Canaccord Genuity Group Inc. is making a push to expand its brokerage division’s investment advisory team. The goal is to become the largest independent wealth-management company in Canada.
To that end, the Vancouver-based firm recently announced plans to raise $60 million through a private-placement agreement with a large Canada-based asset manager. Canaccord will use that money to recruit 30 to 40 advisors to its seven offices nationwide.
“We see a unique opportunity in the marketplace to attract highly talented investment advisors and, because of that, we’re going to accelerate the growth portion of our business plan in wealth management in Canada,” says Stuart Raftus, president of Canaccord Genuity Wealth Management.
The recruitment period is expected to last about 18 months, but could stretch to two years. The target number of advisors could change, too, especially if early converts have particularly large books of business.
Canaccord is on the hunt for advisors who have well- established relationships with demanding clients and who want to create customized portfolio solutions for these clients.
“Some advisors are fiercely independent,” Raftus says. “They don’t want any [corporate] influence [regarding] the investment products they sell to their clients, and they want to go above and beyond with meeting their clients’ long-term investment goals.”
Canaccord had 138 advisory teams as of the end of its second fiscal quarter, down by one from three months earlier and down by nine from the corresponding period a year ago. Assets under administration (AUA) in Canada were $9.8 billion as of the end of June, up by 6.5% vs $9.2 billion as of March 31, but down by 7.5% from $10.6 billion vs June 30, 2015.
Thanks to the firm’s smaller size, Raftus believes Canaccord could be more nimble and agile in meeting client demands than if it had legacy systems for thousands of advisors – and Canaccord can differentiate itself in the marketplace by enabling its advisors to provide clients with customized solutions.
“The banks seem to be pushing more toward commoditizing the business and segmenting clients by household investible assets,” Raftus says. “My belief is that over time, clients will have [a few] off-the-shelf solutions available to them from the large banks and financial services institutions.”
Canaccord is focusing on growing its business organically because the firm wants to be as targeted as possible; thus, its plans don’t include acquisitions.
“[With an acquisition], you can end up with a lot of stuff you really want; some stuff that you’re OK with; and some stuff that you don’t really want. We’re going out and recruiting specific individual advisors one at a time,” Raftus says, noting that the size of the cheque that incoming advisors receive will depend on the size of their business, including their AUA and the quality of the revenue they produce.

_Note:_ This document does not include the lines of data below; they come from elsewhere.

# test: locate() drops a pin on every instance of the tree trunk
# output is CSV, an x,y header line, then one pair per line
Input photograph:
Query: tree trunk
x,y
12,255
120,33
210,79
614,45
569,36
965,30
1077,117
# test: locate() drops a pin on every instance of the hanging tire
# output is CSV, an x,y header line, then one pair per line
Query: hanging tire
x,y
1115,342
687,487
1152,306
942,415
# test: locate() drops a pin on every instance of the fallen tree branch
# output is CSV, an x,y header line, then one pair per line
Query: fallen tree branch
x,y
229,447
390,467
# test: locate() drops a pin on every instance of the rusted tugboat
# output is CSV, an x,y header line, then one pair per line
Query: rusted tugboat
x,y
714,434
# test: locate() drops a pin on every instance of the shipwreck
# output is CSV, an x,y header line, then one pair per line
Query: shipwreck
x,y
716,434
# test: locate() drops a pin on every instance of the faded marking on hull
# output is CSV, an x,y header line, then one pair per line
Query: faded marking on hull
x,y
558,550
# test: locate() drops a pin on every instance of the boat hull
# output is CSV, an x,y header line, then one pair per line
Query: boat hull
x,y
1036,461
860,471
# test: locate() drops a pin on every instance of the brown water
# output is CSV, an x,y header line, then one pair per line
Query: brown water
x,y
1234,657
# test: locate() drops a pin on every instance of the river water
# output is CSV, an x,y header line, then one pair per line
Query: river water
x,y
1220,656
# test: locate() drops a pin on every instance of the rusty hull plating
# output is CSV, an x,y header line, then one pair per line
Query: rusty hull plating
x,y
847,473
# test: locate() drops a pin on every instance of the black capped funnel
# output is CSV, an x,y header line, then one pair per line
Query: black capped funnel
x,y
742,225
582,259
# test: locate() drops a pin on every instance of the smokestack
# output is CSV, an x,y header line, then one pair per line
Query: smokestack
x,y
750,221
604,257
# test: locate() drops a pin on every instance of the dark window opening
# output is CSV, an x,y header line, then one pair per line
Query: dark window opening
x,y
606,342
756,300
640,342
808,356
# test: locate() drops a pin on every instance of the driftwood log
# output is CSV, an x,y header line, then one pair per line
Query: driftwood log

Vancouver is Canaccord’s biggest office and home to almost half of its advisors, but the firm also has a presence in Halifax, Montreal, Waterloo, Ont., Toronto, Calgary and Edmonton. The firm would consider expanding into other cities if a “dynamite advisor” came along, Raftus says, but Canaccord’s first priority is filling excess real estate capacity in its existing markets.
You don’t need to tell Raftus that Canaccord is swimming upstream after so many independent firms have either been sold off to larger competitors or have left the wealth-management business over the past decade or so, with the trend continuing in 2016.
Indeed, this past April, Toronto-based Echelon Wealth Partners Inc. completed its acquisition of Toronto-based Dundee Goodman Private Wealth, the retail brokerage division of Dundee Corp. Then, in July, Toronto-based Raymond James Ltd. received unanimous approval to acquire Montreal-based MacDougall MacDougall & MacTier Inc.
Furthermore, Toronto-based Richardson GMP Ltd., one of Canada’s biggest independents, is reportedly on the auction block; Toronto-Dominion Bank is believed to be one of the bidders.
Canaccord management’s resolve is strengthened by the fact the firm’s wealth-management division is profitable and fundamental to the parent’s capital-markets strategy in Canada, Raftus says: “The dominance of the banks will feed into our strategy. We want to be the largest independent in Canada. We’ll be able to exploit [the wealth-management] niche and significantly grow our business.
“You have an oligopoly with the banks and larger financial services institutions,” Raftus adds. “Advisors and clients are going to demand independence. We are a boutique player focused on client solutions, and we’ve built a profitable business around that. Once you’re profitable, you can expand selectively.”
Canaccord’s Canadian wealth-management division posted a pretax profit of $400,000 for the quarter ended June 30, the first quarter in the black in almost five years. And the firm’s announcement that it has $60 million to grow its advisory sales force demonstrates how serious Canaccord is about that line of business.
“[The announcement] puts to rest any questions about our commitment to wealth management,” Raftus says, “or our commitment to this space.”